With plants still making new leaves, warm muggy nights and daytime weather just a few degrees under 100°F, it sure doesn't feel like autumn around Austin, but the calender says it's Labor Day Weekend, a short period of time set aside for relaxation. This year the holiday weekend is bookended by two national political conventions and threatened by two hurricanes, Gustav and Hanna. In Austin there are all sorts of events, including the Human Race 10 K , the Austin Triathlon and the 4th Annual Batfest. (Thanks to Austin Metblogs for keeping us informed.)

The family history we've gathered includes my aunt's memories of what it was like to be a school child at the end of World War One and she also told us about enormous family picnics on long-ago Labor Days.
Her phenomenal memory has made history alive for us.
Thoughts of celebrations, of people in danger, of national pride, of Katrina, of missing my family, of people living long lives and the importance of coming events tumbled around in my head, making me dizzy.
As usual, tumultuous thoughts send me outside, and I found myself looking around for some red, white and blue in the garden to signify the importance of this National Holiday.





The flowers are pleasing, but the photo is making me see not white but red!
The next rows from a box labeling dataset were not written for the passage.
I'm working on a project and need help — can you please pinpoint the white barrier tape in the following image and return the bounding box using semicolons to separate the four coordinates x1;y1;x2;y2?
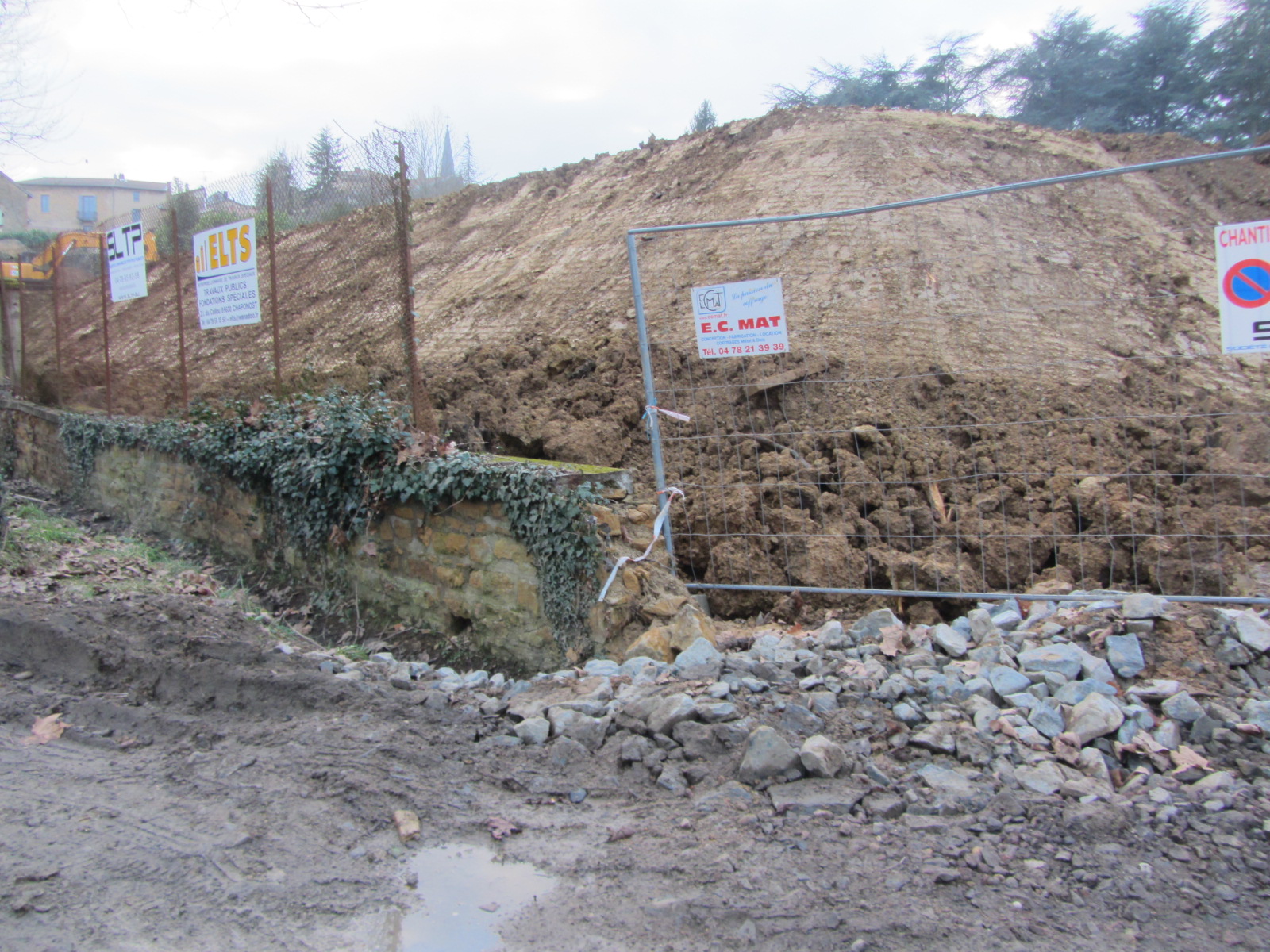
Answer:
644;405;692;423
595;486;683;601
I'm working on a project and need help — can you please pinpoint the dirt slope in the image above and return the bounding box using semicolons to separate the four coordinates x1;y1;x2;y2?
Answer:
25;109;1270;611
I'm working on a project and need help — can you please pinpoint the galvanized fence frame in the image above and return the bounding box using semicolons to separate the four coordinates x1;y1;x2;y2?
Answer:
626;146;1270;605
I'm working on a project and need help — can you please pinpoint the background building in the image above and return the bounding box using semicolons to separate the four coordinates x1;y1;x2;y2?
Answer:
17;175;167;231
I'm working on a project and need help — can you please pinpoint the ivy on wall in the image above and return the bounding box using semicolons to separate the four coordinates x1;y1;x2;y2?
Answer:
54;391;599;649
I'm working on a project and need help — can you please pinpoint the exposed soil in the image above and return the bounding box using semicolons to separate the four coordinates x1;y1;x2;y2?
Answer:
17;109;1270;614
0;500;1270;952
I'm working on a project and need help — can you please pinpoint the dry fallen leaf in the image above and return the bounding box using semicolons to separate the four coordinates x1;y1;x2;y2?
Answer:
21;713;70;744
485;816;521;839
1053;734;1081;766
1168;744;1213;773
838;658;868;678
392;810;421;843
881;624;904;658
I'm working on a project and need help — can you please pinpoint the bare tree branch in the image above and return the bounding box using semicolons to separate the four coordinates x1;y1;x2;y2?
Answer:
0;0;60;152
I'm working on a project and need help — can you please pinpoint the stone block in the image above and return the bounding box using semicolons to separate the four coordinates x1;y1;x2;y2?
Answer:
432;532;468;556
449;499;489;522
516;582;542;613
468;536;494;565
491;536;529;562
768;779;868;816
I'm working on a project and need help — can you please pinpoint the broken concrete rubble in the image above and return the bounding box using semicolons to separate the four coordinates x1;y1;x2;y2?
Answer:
307;593;1270;821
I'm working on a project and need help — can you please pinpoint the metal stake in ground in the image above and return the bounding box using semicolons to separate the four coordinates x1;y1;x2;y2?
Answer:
13;254;27;397
97;235;114;414
49;232;62;406
171;205;189;414
395;142;437;433
0;262;13;392
264;178;282;400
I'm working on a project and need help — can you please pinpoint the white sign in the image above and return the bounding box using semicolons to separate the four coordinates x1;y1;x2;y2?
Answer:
106;222;150;303
194;218;260;330
692;278;790;358
1213;221;1270;354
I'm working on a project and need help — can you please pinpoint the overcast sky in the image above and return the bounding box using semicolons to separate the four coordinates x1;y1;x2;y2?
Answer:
0;0;1145;184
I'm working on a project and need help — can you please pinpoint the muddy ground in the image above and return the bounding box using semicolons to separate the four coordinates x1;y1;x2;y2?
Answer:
0;500;1270;952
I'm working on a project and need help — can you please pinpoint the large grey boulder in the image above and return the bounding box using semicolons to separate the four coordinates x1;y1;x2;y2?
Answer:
1234;612;1270;651
1067;694;1124;744
799;734;847;777
1105;635;1147;678
738;725;802;783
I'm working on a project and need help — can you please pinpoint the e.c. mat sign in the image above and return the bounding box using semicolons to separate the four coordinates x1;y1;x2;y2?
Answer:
1214;221;1270;354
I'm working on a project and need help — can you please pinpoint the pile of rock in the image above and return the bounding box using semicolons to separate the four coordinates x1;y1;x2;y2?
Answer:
292;592;1270;819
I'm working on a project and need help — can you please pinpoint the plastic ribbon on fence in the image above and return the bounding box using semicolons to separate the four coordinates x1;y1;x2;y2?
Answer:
595;485;687;601
644;404;692;423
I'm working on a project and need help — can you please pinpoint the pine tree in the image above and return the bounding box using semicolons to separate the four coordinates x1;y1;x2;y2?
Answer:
1114;0;1204;132
1203;0;1270;146
1007;10;1122;132
303;127;348;198
688;99;719;132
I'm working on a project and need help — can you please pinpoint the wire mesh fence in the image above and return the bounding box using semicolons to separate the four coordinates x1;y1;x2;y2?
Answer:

What the heck is going on with Blogger? It uploads my photos, which have been formatted in the same way for years, and then chooses photos seemingly at random, rotating them 90º so the landscape photos are turned into portrait mode.
This keeps happening over and over. I've deleted photos, reformatted, deleted entire posts and started over with no good outcome. Does anyone else have this problem? Is there a solution? Help! [Edited Sunday night - check out a possible fix at Annie's Addendum.]
What should be something both attractive and delicious for the red stripes on the flag - 'Cherry Belle' peppers - once again looks ridiculous when the photo has made a quarter-turn to stand on end instead of the right way.

Up in the front of the house we have a Woodland Garden still in an early state of becoming. That's where I found all three colors next to each other - Pigeon Berry/Rivina humilis adds red from the berries and white from the tiny flowers to the small, deep blue blossoms of Ceratostigma plumbaginoides -or leadwort- an old favorite from Illinois that tolerates life in Texas.